The attack on the Jewish center was the worst in Argentina’s history. It eclipsed a similar, unsolved bombing two years earlier of Israel’s embassy in Buenos Aires, which killed 29. Coming less than a decade after democracy was restored to Argentina following a dictatorship that used extra-judicial killings and “disappearances” on as many as 30,000 of its own citizens, the attack traumatized the nation.
While then-President Carlos Menem called the perpetrators “beasts,” neither his government nor any in the past 21 years has secured a conviction in the case.

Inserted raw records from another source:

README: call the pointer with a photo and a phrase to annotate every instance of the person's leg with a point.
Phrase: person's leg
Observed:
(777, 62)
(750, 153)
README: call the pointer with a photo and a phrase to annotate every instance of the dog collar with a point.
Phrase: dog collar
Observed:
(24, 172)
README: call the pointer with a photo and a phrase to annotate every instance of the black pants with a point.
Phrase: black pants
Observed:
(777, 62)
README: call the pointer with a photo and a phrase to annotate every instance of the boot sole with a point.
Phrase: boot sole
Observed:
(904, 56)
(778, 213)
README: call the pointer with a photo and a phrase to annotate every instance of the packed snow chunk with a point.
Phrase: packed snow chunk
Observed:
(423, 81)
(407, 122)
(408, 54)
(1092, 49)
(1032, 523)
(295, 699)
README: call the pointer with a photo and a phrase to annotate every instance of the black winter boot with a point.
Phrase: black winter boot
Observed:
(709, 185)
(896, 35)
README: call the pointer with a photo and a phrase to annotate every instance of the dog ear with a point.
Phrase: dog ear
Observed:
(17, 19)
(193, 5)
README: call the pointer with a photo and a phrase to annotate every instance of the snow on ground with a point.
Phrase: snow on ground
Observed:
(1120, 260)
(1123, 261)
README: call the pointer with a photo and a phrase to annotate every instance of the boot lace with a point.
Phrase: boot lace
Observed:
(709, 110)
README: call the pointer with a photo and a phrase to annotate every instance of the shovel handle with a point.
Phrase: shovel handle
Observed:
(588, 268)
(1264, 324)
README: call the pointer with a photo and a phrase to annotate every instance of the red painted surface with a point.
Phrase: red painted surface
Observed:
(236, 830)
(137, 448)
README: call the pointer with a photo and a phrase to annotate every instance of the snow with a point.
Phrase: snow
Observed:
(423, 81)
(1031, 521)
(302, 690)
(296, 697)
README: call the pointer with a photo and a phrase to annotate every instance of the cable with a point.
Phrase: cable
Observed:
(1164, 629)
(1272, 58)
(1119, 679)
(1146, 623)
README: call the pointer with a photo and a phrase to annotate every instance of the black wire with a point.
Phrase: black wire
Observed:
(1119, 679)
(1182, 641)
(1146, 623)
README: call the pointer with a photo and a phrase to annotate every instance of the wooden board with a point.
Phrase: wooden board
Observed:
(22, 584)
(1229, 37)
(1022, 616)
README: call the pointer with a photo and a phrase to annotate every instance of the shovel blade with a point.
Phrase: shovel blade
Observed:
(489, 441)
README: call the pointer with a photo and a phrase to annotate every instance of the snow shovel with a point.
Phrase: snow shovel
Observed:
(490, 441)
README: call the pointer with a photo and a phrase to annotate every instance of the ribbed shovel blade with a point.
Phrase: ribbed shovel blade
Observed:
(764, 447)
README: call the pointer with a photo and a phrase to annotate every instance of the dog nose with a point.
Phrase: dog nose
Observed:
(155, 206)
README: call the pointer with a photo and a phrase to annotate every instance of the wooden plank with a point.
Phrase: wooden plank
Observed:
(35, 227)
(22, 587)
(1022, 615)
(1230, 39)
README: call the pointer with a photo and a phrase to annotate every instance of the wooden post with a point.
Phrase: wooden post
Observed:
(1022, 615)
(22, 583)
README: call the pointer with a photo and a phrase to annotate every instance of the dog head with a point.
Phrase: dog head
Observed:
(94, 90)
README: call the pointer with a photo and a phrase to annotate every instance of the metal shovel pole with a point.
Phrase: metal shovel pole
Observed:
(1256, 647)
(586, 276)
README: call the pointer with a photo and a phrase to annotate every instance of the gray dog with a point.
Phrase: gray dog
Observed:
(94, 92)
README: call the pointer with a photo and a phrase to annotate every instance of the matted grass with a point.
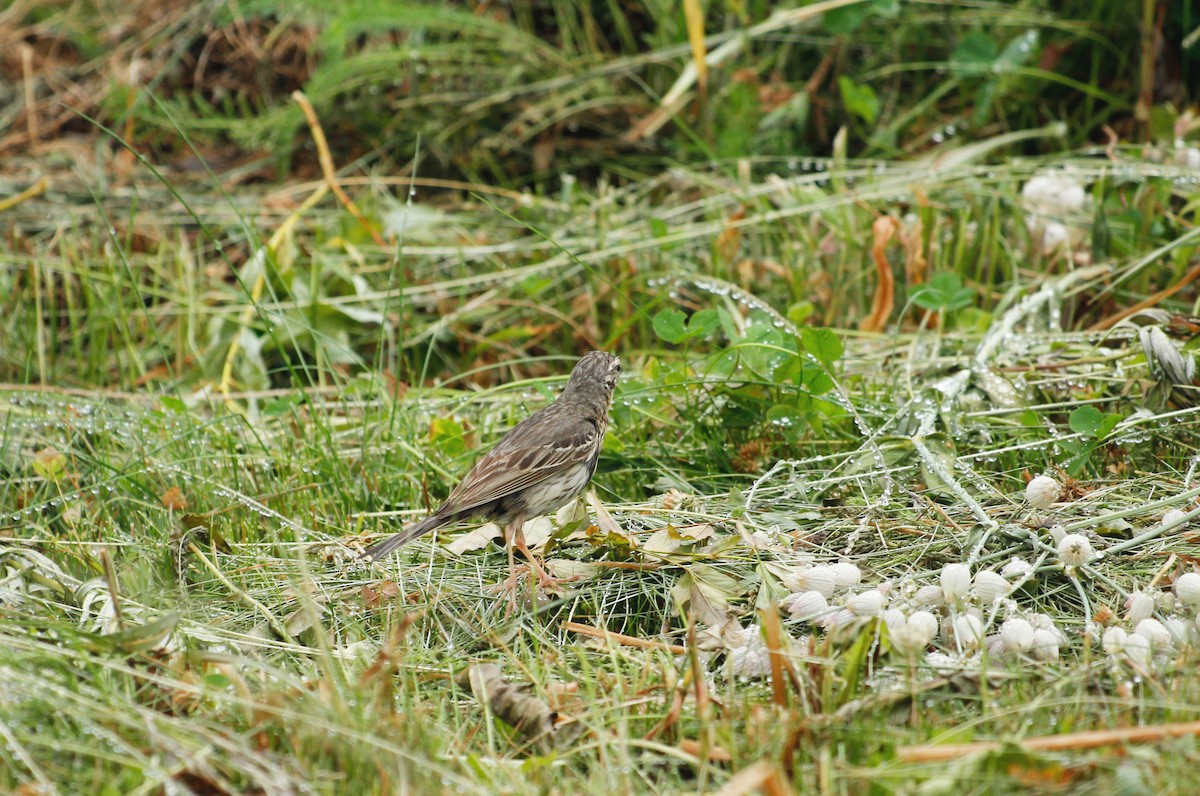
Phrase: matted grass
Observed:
(234, 642)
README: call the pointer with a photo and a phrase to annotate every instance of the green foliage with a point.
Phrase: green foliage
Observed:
(675, 327)
(945, 292)
(1095, 428)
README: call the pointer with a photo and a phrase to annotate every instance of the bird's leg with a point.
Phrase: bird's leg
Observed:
(510, 585)
(544, 578)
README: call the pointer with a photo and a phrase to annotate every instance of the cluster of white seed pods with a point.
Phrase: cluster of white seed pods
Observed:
(1145, 639)
(955, 614)
(960, 612)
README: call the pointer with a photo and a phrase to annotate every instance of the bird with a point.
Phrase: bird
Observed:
(540, 465)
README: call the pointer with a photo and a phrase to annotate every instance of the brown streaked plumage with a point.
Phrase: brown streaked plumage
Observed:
(544, 462)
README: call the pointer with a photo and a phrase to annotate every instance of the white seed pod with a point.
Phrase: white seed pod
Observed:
(1174, 515)
(837, 620)
(1042, 492)
(1152, 630)
(805, 605)
(1137, 648)
(1074, 550)
(1045, 622)
(990, 586)
(846, 574)
(1017, 634)
(955, 582)
(923, 624)
(1045, 645)
(929, 596)
(1140, 605)
(967, 629)
(1180, 630)
(1187, 588)
(865, 604)
(1114, 641)
(912, 635)
(820, 579)
(894, 618)
(1015, 568)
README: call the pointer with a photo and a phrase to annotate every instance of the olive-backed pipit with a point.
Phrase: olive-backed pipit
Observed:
(544, 462)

Cut off from global credit markets, Fernandez traveled to China this month to negotiate a series of investment projects. She signed 15 agreements on issues ranging from nuclear energy to agriculture. Still, the trip was overshadowed by a tweet in which the president mimicked Chinese accents.

Graft Cases

Her administration is also embroiled in multiple court cases. Her luxury hotel business in southern Argentina is being investigated for alleged tax evasion, money laundering and embezzlement. Vice President Boudou is accused of bribery and influence peddling by an Argentine court and is the defendant in a total of 10 cases in federal courts.
The political scandals will leave Fernandez with little room to debate the economic changes needed to revive growth, Michael Shifter, president of the Inter-American Dialogue, said by phone from Washington.
“This is going to completely consume her,” Shifter said. “It’s very hard to imagine that she’s going to be able to focus on any kind of serious policy agenda.”